(Ron Edmonds/Associated Press)

A group of U.S. House members has offered a bill that would prohibit the term “Redskins” from being trademarked, as the debate over the NFL team’s name expands from the legal system and the court of public opinion to Capitol Hill.

Del. Eni Faleomavaega (D-American Samoa) has authored the Non-Disparagement of American Indians in Trademark Registrations Act of 2013, which would cancel all existing federal trademarks using “Redskins” to refer to Native Americans and prohibit future trademarks as well. Del. Eleanor Holmes Norton (D-D.C.) — a critic of the team’s name — is an original co-sponsor, along with Reps. Raúl Grijalva (D-Ariz.) and Karen Bass (D-Calif.).

A Redskins spokesman said the team had no comment on the bill.

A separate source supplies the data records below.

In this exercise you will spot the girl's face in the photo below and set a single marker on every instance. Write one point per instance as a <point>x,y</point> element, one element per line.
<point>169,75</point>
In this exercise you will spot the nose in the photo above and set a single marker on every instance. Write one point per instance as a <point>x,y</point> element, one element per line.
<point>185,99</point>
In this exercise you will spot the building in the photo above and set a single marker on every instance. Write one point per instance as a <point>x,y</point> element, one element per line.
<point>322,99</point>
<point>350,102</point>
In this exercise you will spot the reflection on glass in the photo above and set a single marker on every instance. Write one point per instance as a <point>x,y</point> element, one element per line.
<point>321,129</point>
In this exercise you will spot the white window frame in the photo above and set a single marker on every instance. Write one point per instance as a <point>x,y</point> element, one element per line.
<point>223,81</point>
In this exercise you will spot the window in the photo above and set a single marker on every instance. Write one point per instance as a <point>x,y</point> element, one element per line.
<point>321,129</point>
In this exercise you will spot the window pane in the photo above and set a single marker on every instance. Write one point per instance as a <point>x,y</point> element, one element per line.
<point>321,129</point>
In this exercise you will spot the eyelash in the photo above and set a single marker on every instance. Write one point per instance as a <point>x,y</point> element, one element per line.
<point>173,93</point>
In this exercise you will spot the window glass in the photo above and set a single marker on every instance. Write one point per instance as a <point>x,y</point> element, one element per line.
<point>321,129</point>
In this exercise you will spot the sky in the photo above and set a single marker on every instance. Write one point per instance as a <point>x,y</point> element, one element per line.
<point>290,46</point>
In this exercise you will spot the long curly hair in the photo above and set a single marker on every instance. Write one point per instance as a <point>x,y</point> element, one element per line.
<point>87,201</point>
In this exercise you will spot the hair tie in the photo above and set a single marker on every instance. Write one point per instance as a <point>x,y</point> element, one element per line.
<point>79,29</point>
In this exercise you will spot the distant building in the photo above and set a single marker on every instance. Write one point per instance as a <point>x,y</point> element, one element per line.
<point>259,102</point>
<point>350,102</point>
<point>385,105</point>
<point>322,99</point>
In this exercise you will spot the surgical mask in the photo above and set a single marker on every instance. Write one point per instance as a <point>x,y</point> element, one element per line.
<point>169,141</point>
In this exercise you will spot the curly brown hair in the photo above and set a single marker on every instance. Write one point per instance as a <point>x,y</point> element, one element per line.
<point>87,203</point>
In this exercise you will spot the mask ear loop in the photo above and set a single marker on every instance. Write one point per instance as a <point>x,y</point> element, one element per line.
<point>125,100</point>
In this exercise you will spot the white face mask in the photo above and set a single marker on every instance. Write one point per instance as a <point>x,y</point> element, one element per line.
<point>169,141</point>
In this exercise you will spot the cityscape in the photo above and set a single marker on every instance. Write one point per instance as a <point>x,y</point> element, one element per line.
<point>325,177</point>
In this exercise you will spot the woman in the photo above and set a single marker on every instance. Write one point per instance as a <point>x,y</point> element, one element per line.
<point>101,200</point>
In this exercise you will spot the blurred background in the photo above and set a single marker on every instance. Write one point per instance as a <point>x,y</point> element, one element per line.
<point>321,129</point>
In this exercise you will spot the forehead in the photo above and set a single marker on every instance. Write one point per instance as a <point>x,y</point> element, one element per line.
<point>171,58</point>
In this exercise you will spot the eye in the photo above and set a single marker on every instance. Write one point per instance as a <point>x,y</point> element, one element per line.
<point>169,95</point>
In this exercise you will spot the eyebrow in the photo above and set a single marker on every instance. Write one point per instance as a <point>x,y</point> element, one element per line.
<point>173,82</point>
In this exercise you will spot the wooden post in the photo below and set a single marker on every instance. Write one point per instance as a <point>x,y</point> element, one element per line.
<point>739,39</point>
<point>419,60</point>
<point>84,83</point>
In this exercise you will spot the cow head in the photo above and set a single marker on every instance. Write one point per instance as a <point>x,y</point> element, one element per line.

There is no guarantee that the measure will even receive a committee hearing in the House, much less a vote. But it comes at a sensitive time: Earlier this month in Alexandria, a three-judge panel on the federal Trademark Trial and Appeal Board heard arguments over whether the term Redskins should be considered a slur and therefore not worthy of trademark protection.

It could be a year, the Associated Press reported, before the judges issue a ruling in the case, which stems from a petition by five Native Americans. And even if the Redskins lost their trademark, they wouldn’t necessarily have to change their name. But it would be easier for other businesses and people to cut into the franchise’s profits by selling paraphernalia with the name on it.

Critics of the team’s name also spoke up during a forum last month at the National Museum of the American Indian, saying that the term is demeaning, and dismissing the franchise’s argument that the word is meant to honor Native Americans rather than disparage them.

For her part, Norton recently told the Hill newspaper that the Redskins “should consider” a new moniker. “I am a fan of the Redskins. I’m just not a fan of their name,” she said.

District Mayor Vincent Gray has also weighed in on the subject, albeit carefully.

“I would love to be able to sit down with the team … and see if a change should be made,” Gray said in January, though he later clarified that he simply meant the subject would likely be discussed if the Redskins were to move back to the RFK Stadium site, which is on federal land.